= Tadd Truscott =

Tadd Truscott is an American mechanical engineer and experimental fluid dynamicist. He is an associate professor of mechanical engineering and chair of the Mechanical Engineering Program at King Abdullah University of Science and Technology (KAUST) in Saudi Arabia, where he leads the Splash Lab.

== Education and career ==
Truscott received a Bachelor of Science degree in mechanical engineering from the University of Utah in 2003 and a PhD in mechanical and ocean engineering from the Massachusetts Institute of Technology in 2009. After completing his doctorate, Truscott worked as a research engineer at the United States Naval Undersea Warfare Center. He later held academic positions at Brigham Young University and Utah State University before joining KAUST.

== Research ==
Truscott's research concerns experimental fluid mechanics, including droplet manipulation and transport, water entry and impact, cavitation and bubble dynamics, fluid–structure interaction, splash dynamics, and advanced flow visualization. His work combines high-speed imaging with custom experimental equipment and three-dimensional flow-measurement techniques. He leads the Splash Lab, whose research focuses on the behavior of fluids during impacts, splashing, droplet motion, water entry, cavitation, and related fluid–solid interactions.

=== Egg sprinkler phenomenon ===
The Splash Lab has studied partially submerged rotating objects in a project popularly known as the "egg sprinkler" phenomenon. The research found that a rotating egg or sphere can draw liquid up its surface and eject it near the object's maximum radius. The observed ejection patterns included jets, sheets, and breaking sheets; their form depended on variables including viscosity, angular velocity, immersion depth, and object diameter. The phenomenon is not limited to eggs. The laboratory reported similar behavior in other partially submerged rotating objects whose radius changes with height, including spheres, inverted cones, and rings.

=== Water-skipping spheres ===
The laboratory has also investigated elastic spheres skipping across water. Its research reports that highly deformable spheres can skip effectively on water despite bouncing poorly on land. The behavior is associated with the deformation of the sphere during impact and its interaction with the water surface. Truscott was a co-author of publications on water-skipping stones and spheres and on the physics of elastic spheres skipping on water.

=== Urinal splashback ===
Truscott has also contributed to research on urinal splashback and other fluid-impact phenomena. A 2013 American Physical Society Division of Fluid Dynamics conference abstract associated with his work examined liquid-stream breakup, impact angle, fluid depth, and methods of reducing splashback. In 2026, Truscott received the Ig Nobel Prize in Physics jointly with Randy Hurd, Zhao Pan and Kaveeshan Thurairajah for "theoretical and experimental attempts to design a splash-free urinal." The award recognized theoretical and experimental work on the fluid dynamics of urinal splashback and methods of reducing it through changes in surface geometry and impact angle.

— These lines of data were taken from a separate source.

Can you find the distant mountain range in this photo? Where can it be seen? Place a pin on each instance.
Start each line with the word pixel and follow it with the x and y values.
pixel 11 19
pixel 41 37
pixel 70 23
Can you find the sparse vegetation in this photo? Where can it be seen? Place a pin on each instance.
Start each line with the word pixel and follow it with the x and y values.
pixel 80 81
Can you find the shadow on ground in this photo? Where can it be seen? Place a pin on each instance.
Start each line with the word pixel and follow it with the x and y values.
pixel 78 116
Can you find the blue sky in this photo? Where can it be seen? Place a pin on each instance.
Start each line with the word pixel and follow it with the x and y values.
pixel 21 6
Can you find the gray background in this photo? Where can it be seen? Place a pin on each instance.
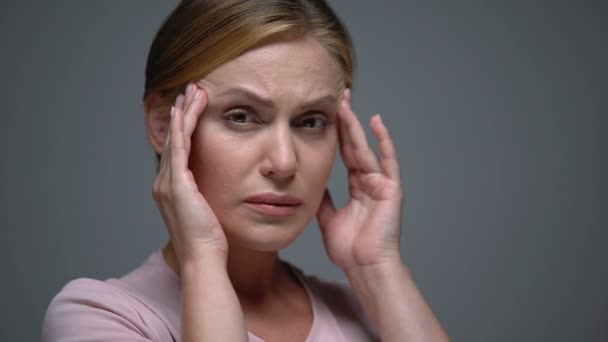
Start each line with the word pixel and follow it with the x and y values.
pixel 498 108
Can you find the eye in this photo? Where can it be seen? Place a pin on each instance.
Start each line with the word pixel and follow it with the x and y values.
pixel 316 122
pixel 240 117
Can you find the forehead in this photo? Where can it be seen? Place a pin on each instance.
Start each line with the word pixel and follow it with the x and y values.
pixel 280 69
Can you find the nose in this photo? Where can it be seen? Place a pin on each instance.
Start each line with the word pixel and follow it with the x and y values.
pixel 280 158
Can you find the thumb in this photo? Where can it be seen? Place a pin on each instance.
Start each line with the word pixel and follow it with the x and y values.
pixel 326 210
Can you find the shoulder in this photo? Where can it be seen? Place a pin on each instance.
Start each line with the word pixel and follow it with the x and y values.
pixel 339 300
pixel 88 309
pixel 140 306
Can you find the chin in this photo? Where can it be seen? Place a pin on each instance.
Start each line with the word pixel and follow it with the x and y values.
pixel 264 238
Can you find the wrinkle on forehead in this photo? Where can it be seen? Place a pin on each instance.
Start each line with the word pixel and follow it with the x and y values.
pixel 285 71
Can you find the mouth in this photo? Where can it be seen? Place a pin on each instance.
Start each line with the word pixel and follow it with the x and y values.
pixel 271 204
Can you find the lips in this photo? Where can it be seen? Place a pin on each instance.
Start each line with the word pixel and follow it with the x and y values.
pixel 272 204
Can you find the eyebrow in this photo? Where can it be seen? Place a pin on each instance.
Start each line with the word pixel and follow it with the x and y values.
pixel 324 101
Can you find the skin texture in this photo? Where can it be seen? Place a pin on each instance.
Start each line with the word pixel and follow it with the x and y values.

The award-related research should be distinguished from the 2025 paper "Splash-free urinals for global sustainability and accessibility: Design through physics and differential equations". That paper discusses the designs known as "Nautilus" and "Cornucopia", but Truscott is not listed among its authors.

== Awards and recognition ==
In addition to the 2026 Ig Nobel Prize in Physics, KAUST lists Truscott as a recipient of the American Physical Society's Milton Van Dyke Award, an Office of Naval Research Young Investigator Award, and an ASME Fluids Engineering Division Summer Meeting Award. His research has also received recognition through the American Physical Society Division of Fluid Dynamics Gallery of Fluid Motion, which recognizes notable scientific visualization and fluid-mechanics research.

== Selected publications ==

- Truscott, T. T.; Wright, M. M.; Langley, K. R.; Belden, J. "Holy balls! Balls that walk on water." Physics of Fluids 24 (2012): 091103. doi:10.1063/1.4746071.
- Truscott, T. T.; Belden, J.; Hurd, R. "Water-skipping stones and spheres." 2014. "Elastic spheres walk on water." 2016.
- "Two instabilities in one liquid sheet." Physical Review Fluids, 2024 Gallery of Fluid Motion collection.